KRPL
- Moscow, Idaho; United States;
- Broadcast area: Pullman-Moscow area
- Frequency: 1400 kHz
- Branding: 1400 ESPN Palouse

Programming
- Format: Sports
- Affiliations: ESPN Radio

Ownership
- Owner: KRPL, Incorporated

History
- First air date: May 20, 1947
- Call sign meaning: Radio Palouse

Technical information
- Licensing authority: FCC
- Facility ID: 35561
- Class: C
- Power: 1,000 watts
- Transmitter coordinates: 46°44′46″N 117°00′41″W﻿ / ﻿46.74611°N 117.01139°W

Links
- Public license information: Public file; LMS;
- Website: KRPL Online

= KRPL =

KRPL (1400 AM) is a radio station broadcasting a sports format. Located in Moscow, Idaho, United States, the station serves the Moscow–Pullman area on the Palouse. The station became an ESPN affiliate on April 4, 2011, and is currently owned by KRPL, Incorporated.

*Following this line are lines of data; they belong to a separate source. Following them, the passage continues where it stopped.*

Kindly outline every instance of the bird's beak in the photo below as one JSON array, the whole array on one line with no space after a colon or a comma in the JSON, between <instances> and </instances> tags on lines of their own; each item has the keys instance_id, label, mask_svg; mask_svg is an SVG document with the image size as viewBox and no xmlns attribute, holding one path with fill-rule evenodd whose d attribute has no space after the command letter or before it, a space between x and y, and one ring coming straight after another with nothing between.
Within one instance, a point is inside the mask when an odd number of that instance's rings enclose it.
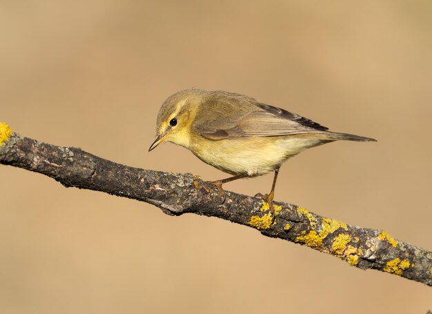
<instances>
[{"instance_id":1,"label":"bird's beak","mask_svg":"<svg viewBox=\"0 0 432 314\"><path fill-rule=\"evenodd\" d=\"M156 148L156 147L159 144L160 144L161 142L165 141L166 139L166 134L164 134L163 135L158 135L157 137L156 137L156 139L155 139L155 141L153 142L153 144L150 146L150 148L148 148L148 151L150 152L154 150L155 148Z\"/></svg>"}]
</instances>

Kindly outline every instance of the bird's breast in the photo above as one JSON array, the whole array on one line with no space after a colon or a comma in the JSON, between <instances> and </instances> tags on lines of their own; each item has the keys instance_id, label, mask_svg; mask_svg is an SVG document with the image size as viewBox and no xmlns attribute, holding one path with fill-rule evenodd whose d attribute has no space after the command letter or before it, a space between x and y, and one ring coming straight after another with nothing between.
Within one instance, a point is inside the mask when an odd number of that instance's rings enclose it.
<instances>
[{"instance_id":1,"label":"bird's breast","mask_svg":"<svg viewBox=\"0 0 432 314\"><path fill-rule=\"evenodd\" d=\"M219 140L195 136L188 148L201 160L222 171L255 176L274 171L288 158L318 145L318 141L288 136Z\"/></svg>"}]
</instances>

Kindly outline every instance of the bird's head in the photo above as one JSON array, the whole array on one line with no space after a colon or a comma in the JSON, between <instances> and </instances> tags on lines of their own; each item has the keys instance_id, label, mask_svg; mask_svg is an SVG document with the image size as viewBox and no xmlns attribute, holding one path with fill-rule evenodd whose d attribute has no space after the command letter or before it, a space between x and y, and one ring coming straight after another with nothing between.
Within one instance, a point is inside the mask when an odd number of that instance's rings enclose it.
<instances>
[{"instance_id":1,"label":"bird's head","mask_svg":"<svg viewBox=\"0 0 432 314\"><path fill-rule=\"evenodd\" d=\"M165 101L157 115L156 139L149 152L165 141L188 148L190 127L204 92L196 89L181 90Z\"/></svg>"}]
</instances>

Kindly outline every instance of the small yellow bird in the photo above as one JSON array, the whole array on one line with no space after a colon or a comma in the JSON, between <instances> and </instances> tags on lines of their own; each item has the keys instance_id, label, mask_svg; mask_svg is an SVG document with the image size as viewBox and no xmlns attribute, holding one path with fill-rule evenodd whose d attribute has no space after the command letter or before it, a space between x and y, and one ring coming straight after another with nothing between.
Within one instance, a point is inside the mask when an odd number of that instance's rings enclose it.
<instances>
[{"instance_id":1,"label":"small yellow bird","mask_svg":"<svg viewBox=\"0 0 432 314\"><path fill-rule=\"evenodd\" d=\"M279 168L288 158L339 139L375 141L328 130L243 95L188 89L162 104L156 139L148 151L164 141L188 148L206 164L233 175L210 182L221 193L224 183L274 172L271 190L265 196L271 208Z\"/></svg>"}]
</instances>

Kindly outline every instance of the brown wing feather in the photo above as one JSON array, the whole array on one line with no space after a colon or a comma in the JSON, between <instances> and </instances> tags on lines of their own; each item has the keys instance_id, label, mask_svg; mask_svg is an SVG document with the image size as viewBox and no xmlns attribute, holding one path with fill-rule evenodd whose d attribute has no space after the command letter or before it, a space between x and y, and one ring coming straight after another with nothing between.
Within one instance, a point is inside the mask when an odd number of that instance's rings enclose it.
<instances>
[{"instance_id":1,"label":"brown wing feather","mask_svg":"<svg viewBox=\"0 0 432 314\"><path fill-rule=\"evenodd\" d=\"M196 133L208 139L221 139L325 133L328 130L307 118L251 98L233 97L230 94L224 96L204 104L202 121L193 126ZM222 108L224 110L221 110ZM219 119L215 119L215 116Z\"/></svg>"}]
</instances>

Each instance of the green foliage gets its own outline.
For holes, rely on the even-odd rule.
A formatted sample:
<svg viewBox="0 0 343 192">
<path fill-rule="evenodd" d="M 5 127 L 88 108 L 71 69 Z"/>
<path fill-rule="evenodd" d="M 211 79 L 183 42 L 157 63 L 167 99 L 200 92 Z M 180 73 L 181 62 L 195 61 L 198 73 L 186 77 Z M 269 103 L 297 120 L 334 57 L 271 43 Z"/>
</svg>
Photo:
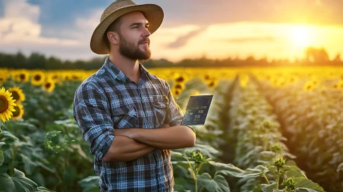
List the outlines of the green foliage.
<svg viewBox="0 0 343 192">
<path fill-rule="evenodd" d="M 338 114 L 342 113 L 343 94 L 330 87 L 339 80 L 322 80 L 313 90 L 305 91 L 308 80 L 302 78 L 285 87 L 256 82 L 283 122 L 299 167 L 328 191 L 342 191 L 343 174 L 338 167 L 343 162 L 343 119 Z"/>
</svg>

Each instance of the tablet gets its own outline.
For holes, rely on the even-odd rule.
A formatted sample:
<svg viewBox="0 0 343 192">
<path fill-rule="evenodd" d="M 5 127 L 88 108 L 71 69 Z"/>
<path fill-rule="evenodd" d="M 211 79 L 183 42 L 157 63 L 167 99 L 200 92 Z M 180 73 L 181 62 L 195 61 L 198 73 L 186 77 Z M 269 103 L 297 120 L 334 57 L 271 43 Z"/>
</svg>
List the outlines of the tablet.
<svg viewBox="0 0 343 192">
<path fill-rule="evenodd" d="M 190 96 L 181 125 L 205 124 L 213 95 Z"/>
</svg>

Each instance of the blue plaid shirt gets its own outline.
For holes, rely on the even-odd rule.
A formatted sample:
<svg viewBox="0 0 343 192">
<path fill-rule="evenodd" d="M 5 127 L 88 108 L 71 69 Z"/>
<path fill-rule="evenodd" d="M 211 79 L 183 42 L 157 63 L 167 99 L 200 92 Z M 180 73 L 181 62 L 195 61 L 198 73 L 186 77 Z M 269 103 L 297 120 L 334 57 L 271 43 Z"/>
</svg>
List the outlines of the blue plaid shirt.
<svg viewBox="0 0 343 192">
<path fill-rule="evenodd" d="M 179 125 L 184 117 L 168 84 L 140 63 L 136 84 L 107 58 L 103 66 L 76 89 L 73 112 L 94 155 L 102 191 L 173 191 L 169 149 L 155 149 L 133 160 L 103 163 L 115 129 L 157 129 Z M 192 126 L 188 126 L 194 129 Z"/>
</svg>

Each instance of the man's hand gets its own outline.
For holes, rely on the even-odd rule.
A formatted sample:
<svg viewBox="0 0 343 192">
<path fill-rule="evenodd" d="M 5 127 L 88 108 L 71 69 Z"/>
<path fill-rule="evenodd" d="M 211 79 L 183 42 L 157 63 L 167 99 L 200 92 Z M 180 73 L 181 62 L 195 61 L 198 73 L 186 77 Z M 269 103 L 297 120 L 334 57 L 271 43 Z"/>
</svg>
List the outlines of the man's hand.
<svg viewBox="0 0 343 192">
<path fill-rule="evenodd" d="M 162 125 L 161 128 L 170 128 L 170 125 L 168 123 L 164 123 Z M 133 138 L 132 133 L 135 129 L 129 128 L 129 129 L 114 129 L 114 135 L 122 135 L 126 136 L 127 137 Z"/>
<path fill-rule="evenodd" d="M 168 124 L 168 123 L 164 123 L 163 124 L 162 128 L 170 128 L 170 125 Z"/>
</svg>

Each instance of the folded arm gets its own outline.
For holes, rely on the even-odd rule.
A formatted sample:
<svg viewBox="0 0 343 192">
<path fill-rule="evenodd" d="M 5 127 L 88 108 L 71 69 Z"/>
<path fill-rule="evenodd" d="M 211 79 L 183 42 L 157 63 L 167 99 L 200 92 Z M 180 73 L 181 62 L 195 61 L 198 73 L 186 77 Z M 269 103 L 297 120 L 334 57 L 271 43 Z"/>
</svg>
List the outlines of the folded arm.
<svg viewBox="0 0 343 192">
<path fill-rule="evenodd" d="M 132 160 L 148 154 L 155 149 L 127 136 L 115 135 L 108 152 L 101 160 L 112 163 Z"/>
<path fill-rule="evenodd" d="M 176 125 L 159 129 L 115 130 L 115 135 L 130 137 L 153 147 L 174 149 L 190 147 L 195 145 L 195 133 L 190 128 Z"/>
</svg>

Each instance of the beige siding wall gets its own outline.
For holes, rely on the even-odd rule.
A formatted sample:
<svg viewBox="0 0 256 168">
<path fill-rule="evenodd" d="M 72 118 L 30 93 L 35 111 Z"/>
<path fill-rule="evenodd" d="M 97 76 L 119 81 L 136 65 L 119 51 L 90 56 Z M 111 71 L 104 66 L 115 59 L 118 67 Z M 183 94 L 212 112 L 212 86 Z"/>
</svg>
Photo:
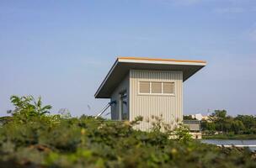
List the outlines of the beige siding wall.
<svg viewBox="0 0 256 168">
<path fill-rule="evenodd" d="M 129 105 L 129 74 L 121 81 L 118 87 L 114 91 L 111 96 L 111 101 L 115 100 L 116 104 L 111 106 L 111 119 L 119 120 L 120 119 L 120 92 L 124 90 L 127 91 L 127 101 Z M 127 105 L 127 110 L 129 112 L 129 106 Z"/>
<path fill-rule="evenodd" d="M 174 95 L 140 95 L 140 81 L 174 81 Z M 175 125 L 183 118 L 183 74 L 181 71 L 130 71 L 130 120 L 142 116 L 137 129 L 148 130 L 151 116 L 163 116 L 165 123 Z"/>
</svg>

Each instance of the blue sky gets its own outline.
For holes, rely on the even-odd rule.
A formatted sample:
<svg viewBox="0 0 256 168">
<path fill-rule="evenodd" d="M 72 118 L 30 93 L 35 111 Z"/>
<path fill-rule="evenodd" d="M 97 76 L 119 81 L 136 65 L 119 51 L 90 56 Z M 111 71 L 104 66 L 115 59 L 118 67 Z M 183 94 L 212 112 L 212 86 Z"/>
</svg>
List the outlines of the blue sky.
<svg viewBox="0 0 256 168">
<path fill-rule="evenodd" d="M 1 0 L 0 115 L 13 94 L 97 113 L 117 55 L 206 60 L 184 82 L 184 113 L 256 114 L 255 0 Z"/>
</svg>

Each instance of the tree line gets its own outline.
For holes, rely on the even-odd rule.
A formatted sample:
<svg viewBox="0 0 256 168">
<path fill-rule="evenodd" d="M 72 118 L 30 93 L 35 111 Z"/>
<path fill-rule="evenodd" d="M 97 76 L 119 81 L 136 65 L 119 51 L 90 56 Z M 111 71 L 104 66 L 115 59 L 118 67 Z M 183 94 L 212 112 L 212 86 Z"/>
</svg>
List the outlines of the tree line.
<svg viewBox="0 0 256 168">
<path fill-rule="evenodd" d="M 195 119 L 191 115 L 184 116 L 184 119 Z M 235 134 L 256 134 L 256 116 L 227 115 L 226 110 L 215 110 L 207 120 L 201 121 L 201 129 L 205 133 Z"/>
</svg>

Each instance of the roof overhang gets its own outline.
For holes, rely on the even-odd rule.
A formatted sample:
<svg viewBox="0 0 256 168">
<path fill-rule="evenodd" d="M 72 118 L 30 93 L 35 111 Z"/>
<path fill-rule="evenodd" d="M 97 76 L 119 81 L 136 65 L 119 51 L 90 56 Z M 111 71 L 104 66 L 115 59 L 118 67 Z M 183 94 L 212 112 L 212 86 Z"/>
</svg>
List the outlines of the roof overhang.
<svg viewBox="0 0 256 168">
<path fill-rule="evenodd" d="M 94 97 L 95 98 L 109 98 L 116 87 L 131 69 L 182 71 L 184 81 L 205 66 L 206 62 L 203 60 L 118 57 Z"/>
</svg>

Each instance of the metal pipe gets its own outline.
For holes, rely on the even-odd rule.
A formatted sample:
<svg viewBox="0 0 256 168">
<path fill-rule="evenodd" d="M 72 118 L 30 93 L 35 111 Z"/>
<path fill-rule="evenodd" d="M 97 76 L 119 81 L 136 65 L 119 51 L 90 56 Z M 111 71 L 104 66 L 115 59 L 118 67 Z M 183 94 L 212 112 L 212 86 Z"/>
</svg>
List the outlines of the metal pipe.
<svg viewBox="0 0 256 168">
<path fill-rule="evenodd" d="M 116 101 L 114 100 L 114 101 L 108 102 L 108 104 L 101 110 L 101 112 L 95 117 L 95 118 L 101 116 L 112 104 L 116 104 Z"/>
</svg>

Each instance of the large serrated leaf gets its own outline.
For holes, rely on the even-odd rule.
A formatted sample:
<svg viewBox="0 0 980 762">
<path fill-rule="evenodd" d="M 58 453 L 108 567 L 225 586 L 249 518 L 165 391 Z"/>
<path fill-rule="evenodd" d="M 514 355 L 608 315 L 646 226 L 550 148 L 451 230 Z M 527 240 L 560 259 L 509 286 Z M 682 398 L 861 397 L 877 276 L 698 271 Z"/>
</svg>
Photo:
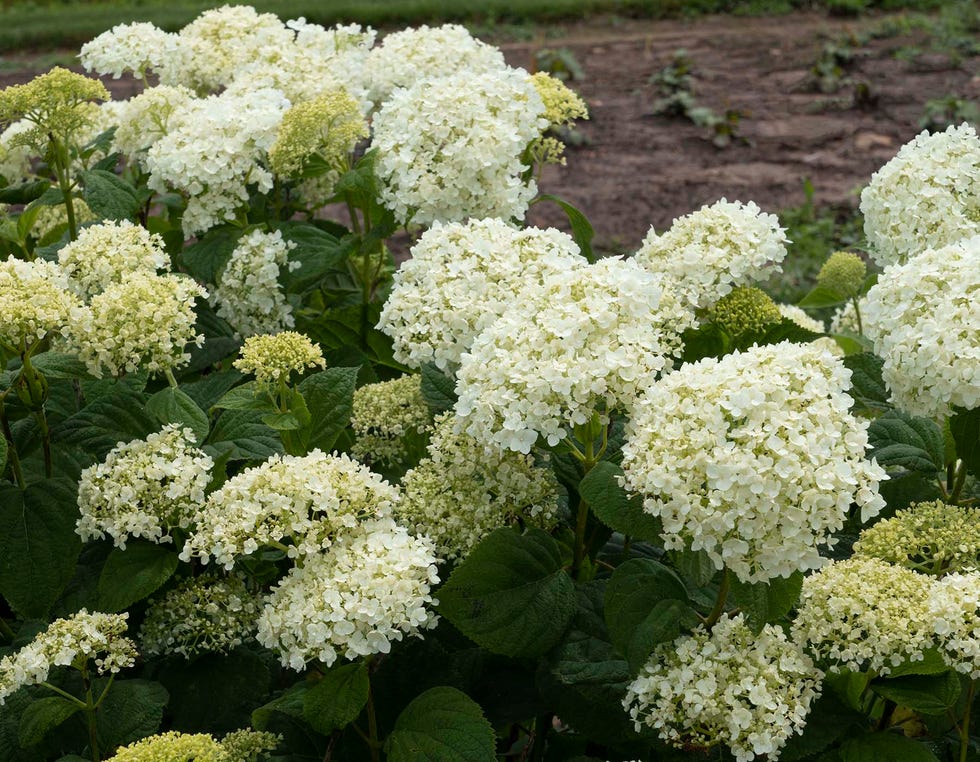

KRPL has a deep history of being an important Top 40 radio station in the 1960s and 1970s. The station employed great future radio talent such as Larry Lujack, who went on to success in the Chicago market at WLS and WCFL. The station also employed Beau Roberts, (known then as Paul Roberts), who became a major voiceover talent and KZOK Seattle personality. In addition, Brian McKay and Tom Walker in the late 70's moved on to Seattle radio stations.